Now imagine how it would feel if nearly everyone you met asked you that same question all your life. That is my story. I was born one handed. That’s right. I am the one-handed version of awesome! Not only did it seem that I was asked a million times, “what happened to your arm?” I didn’t have an answer.  Nothing happened to my arm.  It’s just my arm.

A lot of your self image is shaped by the way the world receives you. I was born and raised in a small, rural community in Iowa, and it seemed to me that everybody I met thought there was something wrong with me and the most important thing was finding out why. It definitely affected my self image.

Usually, about this time in conversation, several of you in the audience are starting to kick yourself, thinking of all the times you have asked someone you met The Question…what happened to you? So, let me help you sort this out. You can’t change the fact that you are naturally curious, or that other people have asked the same question. You can, however, be sensitive to the feelings of the other person.
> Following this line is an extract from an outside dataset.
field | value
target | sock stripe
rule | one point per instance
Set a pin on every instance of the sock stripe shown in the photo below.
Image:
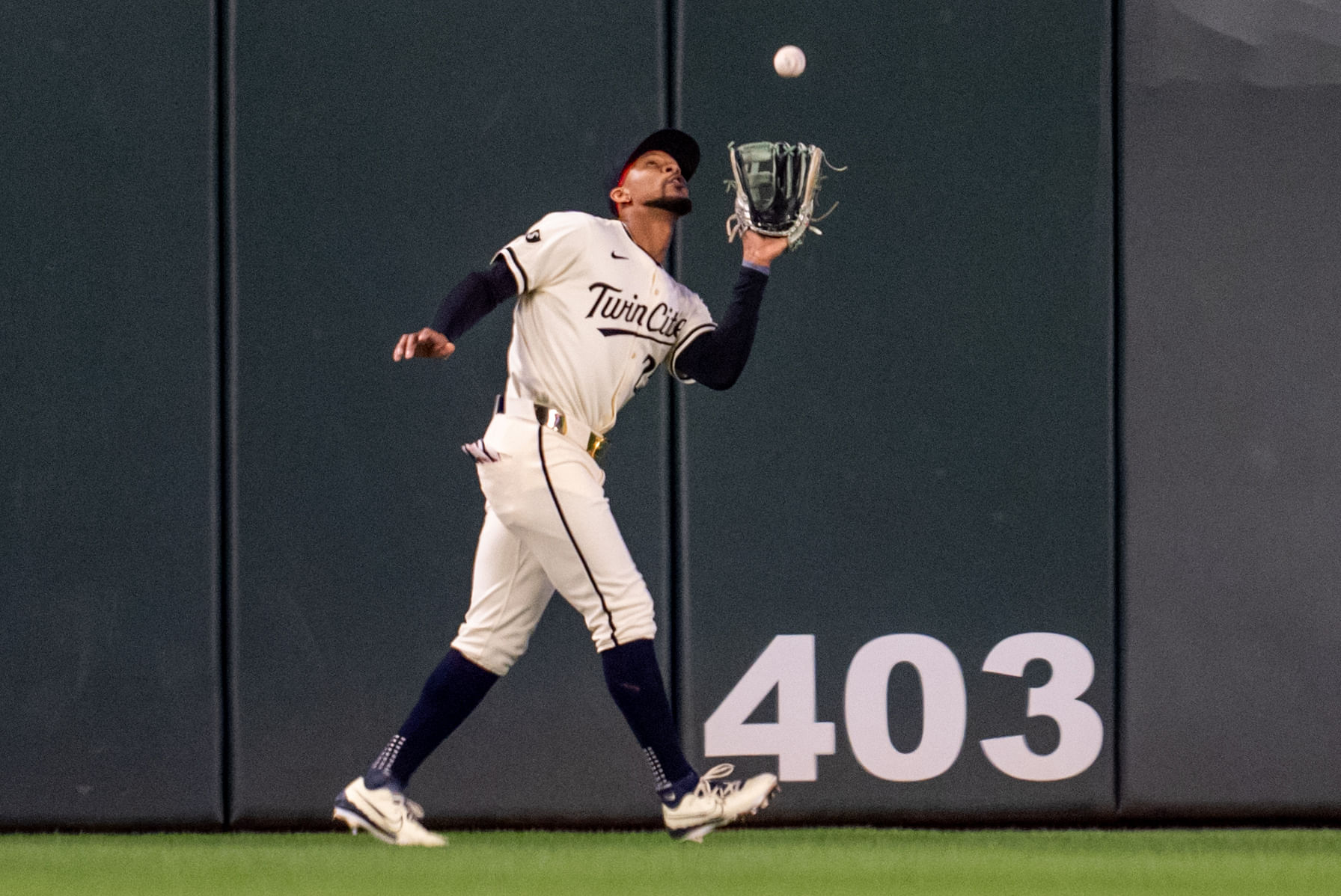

For example: realize that you may be asking the person to recall a very painful time in his/her life. Consider if this is a convenient time to ask. Don’t be like the lady in the restaurant who noticed me across the dining room as I was putting a winter coat on my toddler (not an easy task with two hands) and hollered at me “Hey you, come here a minute. I want to ask you a question.” What?  Are you doing research or something lady?? 

And finally, ask yourself if you are asking The Question as part of getting to know the person better, or just opportunistically. As I was preparing this speech a few weeks ago, a woman in the Chicago airport was kind enough to give me material for today. Not more than 10 seconds into starting a conversation with me at the gate, she said, “I can’t help noticing, so if you don’t mind me asking, what happened to your arm?” I politely told her “I was born this way.” and then imagined adding. “I can’t help but notice your wedding ring, so if you don’t mind me asking, did you have sex with your husband before getting married or wait until your wedding day?” Is it starting to make sense now?

My senior year of high school, I started thinking about going to college. In addition to choosing a college and thinking about what I wanted to study, I started thinking about The Question again. I realized that within a few months, I would be traveling to a new community, and meeting hundreds of new people and I knew I would be asked The Question hundreds of times over. So, I decided to have fun with it.

I made a pact with myself that anytime I was asked The Question at college, I would answer it the same way…”I used to wrestle alligators.” I had the most fun EVER with this story. Except, I wasn’t prepared for the people who believed me.

So, I had to quickly develop a follow up line… Jennifer, what happened to your arm? “I used to wrestle alligators.” Wow, really? Yah, my record is 19 and one. 

Besides being entertaining, growing up one-handed has given me other gifts in the form of questions. Because I have had to find my own way to do things all my life, I have a different approach to life.

First of all, I never question that it can be done or that I can do it. Secondly, I always question whether the conventional way is the best way. And I’m not talking just about physical tasks. I’m the one at the board meeting that thinks outside of the box because I’ve been doing it my whole life.

Living life one-handed has taught me some valuable lessons.

  • It’s okay to wonder…but you don’t always have to ask.
  • If you feel you need to ask, consider the other person’s feelings.
  • And, if you take the time to get to know a person, what did or didn’t happen to them will be revealed. If you’re not interested in getting to know them as a fellow soul, you’re not entitled to know.

So, as I close, I want to leave you with a final Question…How has the last 5 minutes changed your perspective, and how will you treat people differently from now on? Now, that’s a question we all should ask!